I have not watched very many episodes of ESPN’s Around The Horn, where sports columnists from around the nation banter and debate the day’s hot topics in sports and sometimes pop culture. I can say, however, that of the shows I have watched, Dallas Morning News columnist Tim Cowlishaw (@TimCowlishaw) has generally been the guy I most enjoyed hearing from.
First and foremost, unlike too many of his castmates, Cowlishaw never yelled or said or did silly things to draw attention to himself. Knowledgeable and respectful of sports history, he also always seemed to have an apt movie quote or song lyric at his fingertips to make a point. His taste in TV shows — The Wire, Justified, It’s Always Sunny In Philadelphia and Archer — runs eerily parallel to mine.
Sealing the deal is his interest in hockey and NASCAR, and his polite but futile attempts to inject those sports into the conversation on an ESPN show (we all know the “Worldwide Leader in Sports” cares little for the NHL and only slightly less about NASCAR).
Bottom line: Tim Cowlishaw always seemed to me to be the kind of guy you’d like to sit down and have a beer with, maybe while catching a game or enjoying a dinner. He’d have great stories to tell about his years covering the Dallas Cowboys and Stars, or the San Francisco Giants, and could quote lines from your favorite movies or TV shows.

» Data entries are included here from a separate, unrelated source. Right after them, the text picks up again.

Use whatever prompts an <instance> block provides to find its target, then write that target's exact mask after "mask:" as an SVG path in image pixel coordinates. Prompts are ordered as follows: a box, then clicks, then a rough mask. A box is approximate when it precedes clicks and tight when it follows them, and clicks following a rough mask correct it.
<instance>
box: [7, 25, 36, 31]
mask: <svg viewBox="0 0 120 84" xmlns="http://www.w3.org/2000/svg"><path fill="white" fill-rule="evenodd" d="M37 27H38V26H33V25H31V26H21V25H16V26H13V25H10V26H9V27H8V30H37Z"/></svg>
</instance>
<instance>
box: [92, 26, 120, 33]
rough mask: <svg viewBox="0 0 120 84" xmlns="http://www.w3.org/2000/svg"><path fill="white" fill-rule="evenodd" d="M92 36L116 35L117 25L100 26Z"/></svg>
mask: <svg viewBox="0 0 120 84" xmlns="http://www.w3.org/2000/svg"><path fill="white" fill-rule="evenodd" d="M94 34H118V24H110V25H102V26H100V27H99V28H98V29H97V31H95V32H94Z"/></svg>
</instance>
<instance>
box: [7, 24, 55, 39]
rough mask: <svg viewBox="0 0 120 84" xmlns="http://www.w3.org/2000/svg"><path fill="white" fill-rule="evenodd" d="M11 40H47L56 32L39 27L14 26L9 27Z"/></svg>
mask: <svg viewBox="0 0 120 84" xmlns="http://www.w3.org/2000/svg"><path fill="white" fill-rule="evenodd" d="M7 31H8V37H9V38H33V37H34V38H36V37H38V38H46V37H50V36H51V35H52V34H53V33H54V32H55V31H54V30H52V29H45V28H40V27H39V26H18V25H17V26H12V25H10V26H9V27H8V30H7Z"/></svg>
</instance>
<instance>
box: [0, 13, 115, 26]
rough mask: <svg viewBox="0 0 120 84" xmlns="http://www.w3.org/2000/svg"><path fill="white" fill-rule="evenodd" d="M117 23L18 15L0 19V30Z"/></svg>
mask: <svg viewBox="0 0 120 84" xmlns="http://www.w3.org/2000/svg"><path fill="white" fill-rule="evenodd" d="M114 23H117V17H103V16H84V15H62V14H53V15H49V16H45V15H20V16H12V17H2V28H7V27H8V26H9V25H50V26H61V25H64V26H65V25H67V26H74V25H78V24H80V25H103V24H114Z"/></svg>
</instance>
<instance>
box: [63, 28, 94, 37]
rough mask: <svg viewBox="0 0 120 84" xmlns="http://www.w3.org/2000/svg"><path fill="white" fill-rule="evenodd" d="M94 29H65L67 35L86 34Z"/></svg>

After reading Cowlishaw’s Drunk On Sports, only one thing about my assessment has changed: I’d still love to sit down with him, to chat about sports or Raylan Givens or maybe Omar Little, but I know we wouldn’t be drinking beer or vodka and cranberry juice. Because as Cowlishaw details in this candid and highly readable memoir, his thirty-five year affair with alcohol ended in 2009 after a tumultuous couple of years that included a DUI and two trips to the hospital emergency room, the first with a blood alcohol level of .266.
Eschewing rehab or AA sessions — although he is quick to point out how important those paths have been for so many — Cowlishaw quit drinking by simply stopping when he finally realized how important it was to his family and his health that he do so. This highlights what to me has always been a terribly important fact: people will not stop addictive behavior until they are ready to.
That’s not to say making that decision is the same as waving a magic wand —*presto* — and the desire to drink is gone. That desire never leaves but no one can tell an addict to stop and have it mean anything (which is why courts ordering Hollywood types like Lindsay Lohan to rehab is such a waste of time). Only the addict can decide when to stop; once the decision has been made others can help but staying sober belongs solely to the addict.
Make no mistake, this is not a doom-and-gloom tale filled with horror stories of blackouts and embarrassing social situations. Like many, Cowlishaw was adept at hiding his drinking in plain sight and his book is filled with self-deprecating humor, such as this thought in the weeks after he decided to quit:
I even wondered if they were starting to miss me at the three liquor stores that I used on a rotating basis. Doesn’t every drunk have a three-store rotation? I used two just off I-35 and one in the Uptown area closer to where I lived so that I didn’t need to buy a fifth of vodka from any of them more than once every two weeks.
— Cowlishaw, Tim (2013-03-17). Drunk on Sports (Kindle Locations 2552-2555). Vigliano Books. Kindle Edition.
The title Drunk on Sports is apt because as a kid, before he started drinking, Cowlishaw was in love with sports. Later in life, as his consumption of alcohol increased he became a highly functioning drunk who happened to cover sports, but now that his drinking days are hopefully ended he’s back to where he started: now a grown-up kid besotted with sports.
There are some very interesting behind the scenes sports anecdotes involving Dallas Cowboys owner Jerry Jones and former head coach Jimmy Johnson, as well as a whale of a dinner with the management of the Texas Rangers. One story I found particularly humorous was how, as the financial collapse of newspapers began to be felt at the Dallas Morning News in the form of employee buyouts, Cowlishaw lobbied unsuccessfully to be let go when his editors and publisher decided he was too valuable to lose.
I believe there are more people like Cowlishaw out there, hiding in plain sight, than there are stereotypical falling-down-the-stairs drunks of TV and movies. Given his visibility on TV and in print, Cowlishaw has used this book to highlight some truths about his life and behavior, and in the process perhaps suggest to others that they do the same for their own situations. He does it gently, candidly, with some humor and above all without an agenda. There is some family history and juicy sports gossip thrown in as well, because when that stuff was happening he was there with glass in hand. That was Tim Cowlishaw’s life.
But it isn’t anymore, hopefully from now on. And good for him.